Working with large volumes

Medical images can be very large. A single high-resolution MRI might occupy several gigabytes. This tutorial shows how to work with such volumes efficiently using TorchIO's lazy loading and backend system.

The problem

Loading a 724 x 868 x 724 float32 volume allocates ~1.8 GB of RAM (and can take many seconds to read and decompress). If you only need a small region, that is wasteful.

Lazy slicing

TorchIO images are lazy by default. Slicing a lazy image reads only the requested region through the backend, without loading the full volume into memory:

import torchio as tio

image = tio.ScalarImage("huge_volume.nii.gz")
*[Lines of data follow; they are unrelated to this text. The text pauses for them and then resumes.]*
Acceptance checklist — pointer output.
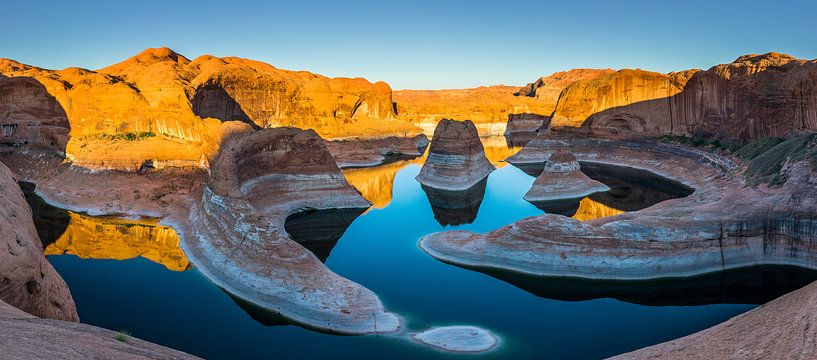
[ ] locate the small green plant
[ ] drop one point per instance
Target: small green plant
(122, 335)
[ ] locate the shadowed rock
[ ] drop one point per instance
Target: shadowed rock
(456, 207)
(456, 158)
(238, 238)
(27, 280)
(562, 179)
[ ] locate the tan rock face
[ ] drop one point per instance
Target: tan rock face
(456, 158)
(755, 96)
(27, 280)
(162, 110)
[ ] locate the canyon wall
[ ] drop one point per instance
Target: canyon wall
(160, 109)
(755, 96)
(27, 280)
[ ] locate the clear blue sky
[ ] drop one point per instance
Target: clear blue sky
(413, 44)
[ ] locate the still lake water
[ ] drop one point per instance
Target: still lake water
(130, 275)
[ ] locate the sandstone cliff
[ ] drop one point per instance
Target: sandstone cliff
(161, 109)
(27, 280)
(755, 96)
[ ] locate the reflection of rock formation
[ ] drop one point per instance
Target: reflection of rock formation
(27, 280)
(562, 179)
(632, 189)
(376, 183)
(372, 152)
(753, 285)
(320, 230)
(456, 159)
(238, 239)
(456, 207)
(92, 237)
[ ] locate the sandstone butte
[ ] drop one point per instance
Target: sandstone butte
(753, 97)
(489, 107)
(161, 109)
(456, 158)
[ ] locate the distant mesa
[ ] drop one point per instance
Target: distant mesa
(456, 158)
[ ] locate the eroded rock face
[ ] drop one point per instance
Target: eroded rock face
(724, 224)
(781, 329)
(372, 152)
(755, 96)
(159, 109)
(27, 280)
(456, 159)
(23, 336)
(237, 236)
(561, 179)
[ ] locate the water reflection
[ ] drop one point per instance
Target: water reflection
(96, 237)
(751, 285)
(456, 207)
(319, 230)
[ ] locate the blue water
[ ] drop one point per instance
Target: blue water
(379, 250)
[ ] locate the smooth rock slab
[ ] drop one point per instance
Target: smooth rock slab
(462, 339)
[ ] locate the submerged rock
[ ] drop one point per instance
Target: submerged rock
(461, 339)
(238, 238)
(27, 279)
(456, 159)
(562, 179)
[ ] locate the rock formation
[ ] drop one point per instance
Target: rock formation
(753, 97)
(724, 224)
(372, 152)
(456, 159)
(159, 109)
(27, 280)
(23, 337)
(237, 236)
(489, 107)
(562, 179)
(781, 329)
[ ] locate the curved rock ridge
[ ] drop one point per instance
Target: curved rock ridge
(159, 109)
(23, 337)
(372, 152)
(724, 224)
(27, 280)
(753, 97)
(562, 178)
(781, 329)
(238, 240)
(458, 339)
(456, 158)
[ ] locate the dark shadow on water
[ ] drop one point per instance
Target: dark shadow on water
(632, 189)
(456, 207)
(566, 207)
(320, 230)
(749, 285)
(50, 222)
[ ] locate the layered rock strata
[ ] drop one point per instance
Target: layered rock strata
(27, 280)
(237, 236)
(23, 337)
(372, 152)
(562, 179)
(456, 159)
(724, 224)
(753, 97)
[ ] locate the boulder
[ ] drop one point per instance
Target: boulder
(562, 179)
(456, 158)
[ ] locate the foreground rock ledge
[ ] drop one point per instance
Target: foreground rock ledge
(460, 339)
(724, 224)
(456, 159)
(237, 236)
(562, 179)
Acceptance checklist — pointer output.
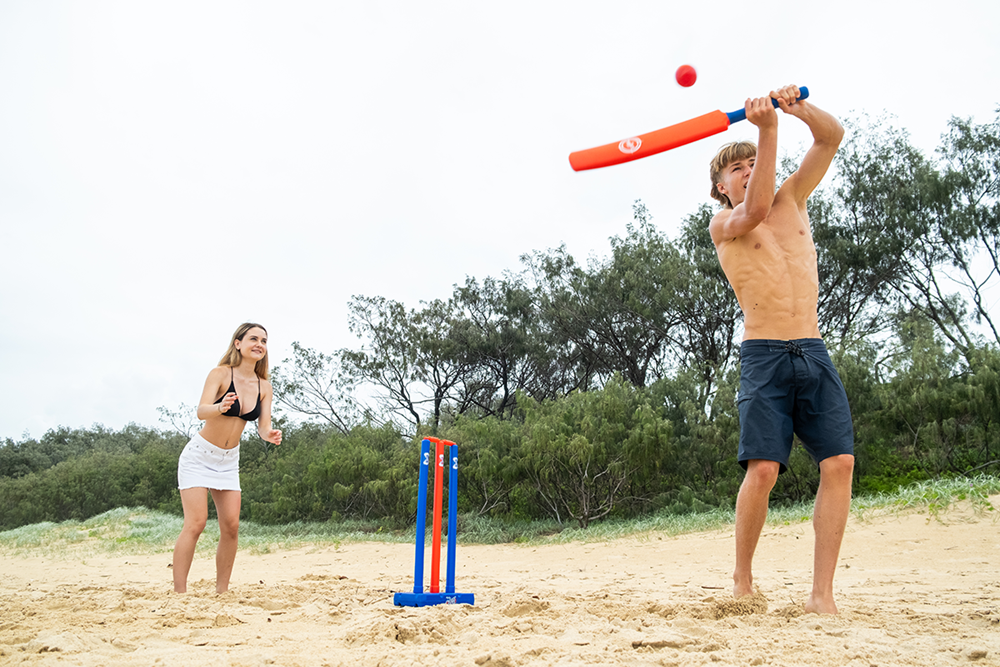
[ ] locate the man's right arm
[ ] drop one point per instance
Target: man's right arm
(827, 134)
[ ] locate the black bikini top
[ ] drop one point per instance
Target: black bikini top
(234, 409)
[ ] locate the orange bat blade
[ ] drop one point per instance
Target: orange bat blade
(650, 143)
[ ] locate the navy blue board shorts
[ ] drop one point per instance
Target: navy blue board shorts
(786, 387)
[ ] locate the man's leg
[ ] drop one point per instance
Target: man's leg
(751, 511)
(227, 504)
(833, 504)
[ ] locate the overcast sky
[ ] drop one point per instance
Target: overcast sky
(171, 169)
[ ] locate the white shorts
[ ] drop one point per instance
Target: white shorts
(203, 465)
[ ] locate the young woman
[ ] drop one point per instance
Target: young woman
(237, 391)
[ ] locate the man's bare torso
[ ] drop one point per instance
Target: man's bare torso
(774, 273)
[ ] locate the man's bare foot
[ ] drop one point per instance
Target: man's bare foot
(821, 605)
(742, 588)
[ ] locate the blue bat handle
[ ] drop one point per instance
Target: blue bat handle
(741, 114)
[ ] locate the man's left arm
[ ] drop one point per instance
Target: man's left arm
(827, 133)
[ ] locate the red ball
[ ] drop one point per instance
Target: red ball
(686, 76)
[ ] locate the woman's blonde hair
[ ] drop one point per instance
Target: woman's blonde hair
(731, 152)
(234, 357)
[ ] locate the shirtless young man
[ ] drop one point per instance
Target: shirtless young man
(787, 383)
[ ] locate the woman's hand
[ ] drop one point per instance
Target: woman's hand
(227, 402)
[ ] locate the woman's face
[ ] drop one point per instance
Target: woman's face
(253, 344)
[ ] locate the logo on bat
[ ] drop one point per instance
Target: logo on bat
(630, 146)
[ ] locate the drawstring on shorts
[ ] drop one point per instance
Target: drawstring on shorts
(793, 348)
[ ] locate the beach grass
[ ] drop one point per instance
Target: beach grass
(128, 531)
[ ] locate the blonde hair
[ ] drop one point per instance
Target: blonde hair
(234, 357)
(731, 152)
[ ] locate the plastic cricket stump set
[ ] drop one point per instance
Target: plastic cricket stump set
(443, 450)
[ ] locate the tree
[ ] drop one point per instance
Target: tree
(317, 385)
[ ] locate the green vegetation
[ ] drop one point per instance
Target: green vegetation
(128, 531)
(596, 396)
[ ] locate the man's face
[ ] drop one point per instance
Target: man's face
(735, 177)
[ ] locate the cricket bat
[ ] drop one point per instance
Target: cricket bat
(658, 141)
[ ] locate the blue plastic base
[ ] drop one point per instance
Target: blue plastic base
(428, 599)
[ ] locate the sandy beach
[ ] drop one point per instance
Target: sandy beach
(912, 590)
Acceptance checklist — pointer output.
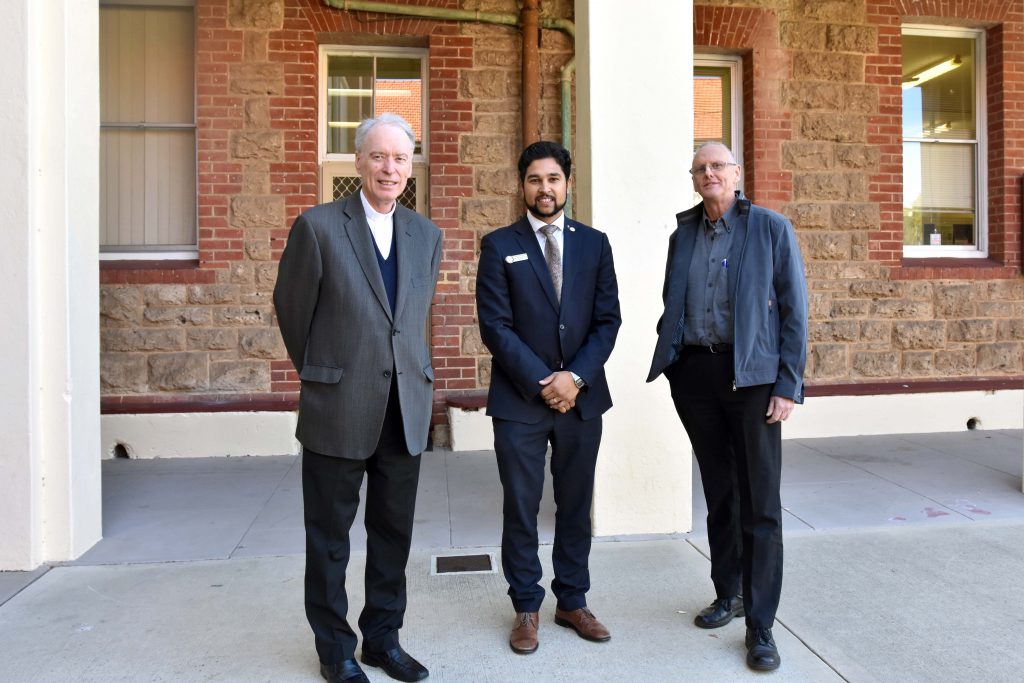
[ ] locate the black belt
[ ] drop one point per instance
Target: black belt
(708, 348)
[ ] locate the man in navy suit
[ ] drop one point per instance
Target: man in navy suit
(548, 306)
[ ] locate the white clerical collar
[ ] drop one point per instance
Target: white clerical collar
(537, 223)
(372, 214)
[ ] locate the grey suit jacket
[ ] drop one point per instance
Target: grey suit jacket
(340, 334)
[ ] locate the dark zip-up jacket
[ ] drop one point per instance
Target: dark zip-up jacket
(768, 293)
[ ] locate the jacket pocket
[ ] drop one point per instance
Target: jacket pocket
(325, 374)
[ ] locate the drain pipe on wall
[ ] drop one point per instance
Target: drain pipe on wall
(530, 54)
(530, 72)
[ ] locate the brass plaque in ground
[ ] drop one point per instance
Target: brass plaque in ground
(457, 563)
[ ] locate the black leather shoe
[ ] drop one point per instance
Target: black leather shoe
(720, 612)
(346, 671)
(396, 663)
(761, 651)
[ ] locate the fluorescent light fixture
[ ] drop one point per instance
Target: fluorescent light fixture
(943, 67)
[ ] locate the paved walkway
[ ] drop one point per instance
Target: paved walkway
(903, 562)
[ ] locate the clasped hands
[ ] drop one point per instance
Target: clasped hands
(559, 391)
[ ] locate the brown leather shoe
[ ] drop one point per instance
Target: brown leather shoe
(584, 623)
(523, 638)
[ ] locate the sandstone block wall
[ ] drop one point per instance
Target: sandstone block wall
(821, 142)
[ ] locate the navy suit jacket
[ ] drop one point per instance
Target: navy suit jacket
(529, 335)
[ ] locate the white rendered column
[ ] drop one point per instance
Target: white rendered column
(49, 416)
(635, 131)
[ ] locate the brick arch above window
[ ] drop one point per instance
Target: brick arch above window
(754, 34)
(1004, 24)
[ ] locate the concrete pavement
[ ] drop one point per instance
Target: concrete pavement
(903, 559)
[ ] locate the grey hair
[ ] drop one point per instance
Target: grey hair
(715, 143)
(383, 120)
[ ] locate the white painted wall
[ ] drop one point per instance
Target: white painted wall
(634, 136)
(49, 121)
(201, 434)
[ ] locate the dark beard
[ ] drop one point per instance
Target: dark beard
(539, 214)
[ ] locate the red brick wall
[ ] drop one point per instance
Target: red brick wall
(823, 144)
(754, 34)
(1005, 63)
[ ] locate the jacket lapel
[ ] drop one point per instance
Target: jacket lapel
(528, 243)
(366, 253)
(571, 256)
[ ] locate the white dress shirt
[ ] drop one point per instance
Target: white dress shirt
(381, 225)
(559, 222)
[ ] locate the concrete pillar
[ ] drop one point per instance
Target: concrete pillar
(49, 121)
(635, 133)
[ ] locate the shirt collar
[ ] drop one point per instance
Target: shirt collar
(537, 223)
(729, 219)
(372, 214)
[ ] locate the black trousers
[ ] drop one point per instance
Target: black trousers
(331, 498)
(740, 460)
(521, 451)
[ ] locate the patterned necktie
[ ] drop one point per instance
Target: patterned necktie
(553, 257)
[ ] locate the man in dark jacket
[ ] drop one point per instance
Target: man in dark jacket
(732, 342)
(352, 298)
(548, 305)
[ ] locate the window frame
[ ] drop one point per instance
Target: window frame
(327, 51)
(152, 252)
(980, 249)
(734, 62)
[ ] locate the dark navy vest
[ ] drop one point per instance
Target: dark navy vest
(389, 269)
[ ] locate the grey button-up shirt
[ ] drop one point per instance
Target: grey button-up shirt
(708, 317)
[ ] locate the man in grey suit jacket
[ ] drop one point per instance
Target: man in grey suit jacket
(352, 298)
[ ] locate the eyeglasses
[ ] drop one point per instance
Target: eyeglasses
(718, 167)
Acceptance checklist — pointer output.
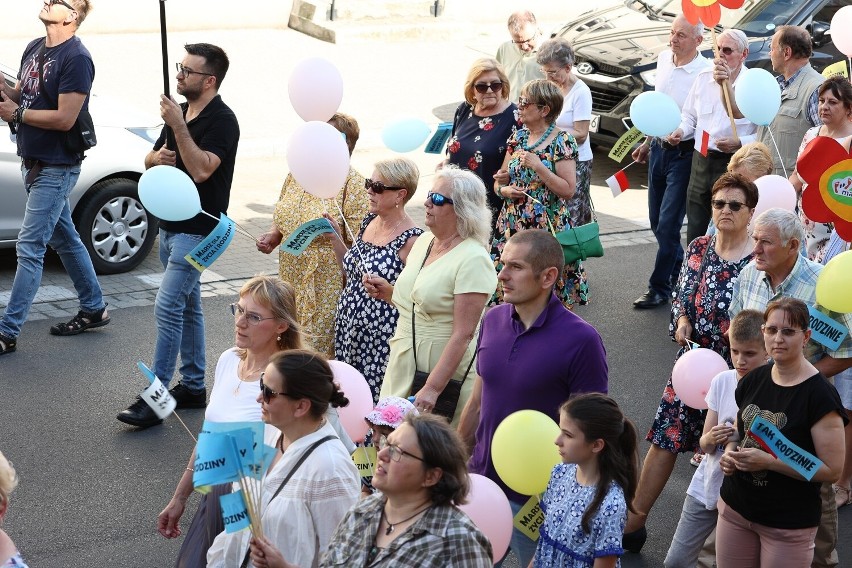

# This is fast: reads only a 10x10x10 patch
patch = image[:, 100:110, 100:110, 100:110]
print(patch.data.mean())

# The original image was never fully loaded
print(image.is_loaded)  # False

For uncompressed .nii (memory-mapped) and .nii.zarr (chunked), this can be orders of magnitude faster than a full load. For .nii.gz the gain is more modest, because gzip must be decompressed from the start (see below).

File format comparison

Not all formats are equally efficient for partial reads:

Format	Extension	Partial I/O	Notes
Uncompressed NIfTI	`.nii`	Memory-mapped	Best for local random access
Compressed NIfTI	`.nii.gz`	Buffered by nibabel	Modest speedup for small regions; gzip has no true random access
NIfTI-Zarr	`.nii.zarr`	Chunked reads	Best for very large volumes and remote storage

NIfTI-Zarr

NIfTI-Zarr stores data in independently compressed chunks. Reading one chunk does not require decompressing any other. This is ideal for:

Volumes too large to fit in memory
Remote storage (S3, GCS) where you want to fetch only what you need
Collaborative workflows where different users need different regions

Converting to NIfTI-Zarr

image = tio.ScalarImage("volume.nii.gz")
image.save("volume.nii.zarr")

Reading from NIfTI-Zarr

image = tio.ScalarImage("volume.nii.zarr")
print(image.shape)  # reads only metadata

# Read a small region: only the overlapping chunks are decompressed
patch = image[:, 50:60, 50:60, 50:60]

Note

NIfTI-Zarr support requires the zarr extra:

uv add torchio --extra zarr

The backend system

TorchIO uses a pluggable backend system to support different storage formats. The choice is not hard-coded in Image: a resolver consults a registry of backends, so new formats can be added without modifying Image (see Lazy loading and backends).

flowchart TD
    I["Image(path)"] --> check{Resolver}
    check -->|".nii"| NB[NibabelBackend<br/>memory-mapped]
    check -->|".nii.gz"| NB
    check -->|".nii.zarr"| ZB[ZarrBackend<br/>chunked reads]
    check -->|other| SITK[SimpleITK reader<br/>full load]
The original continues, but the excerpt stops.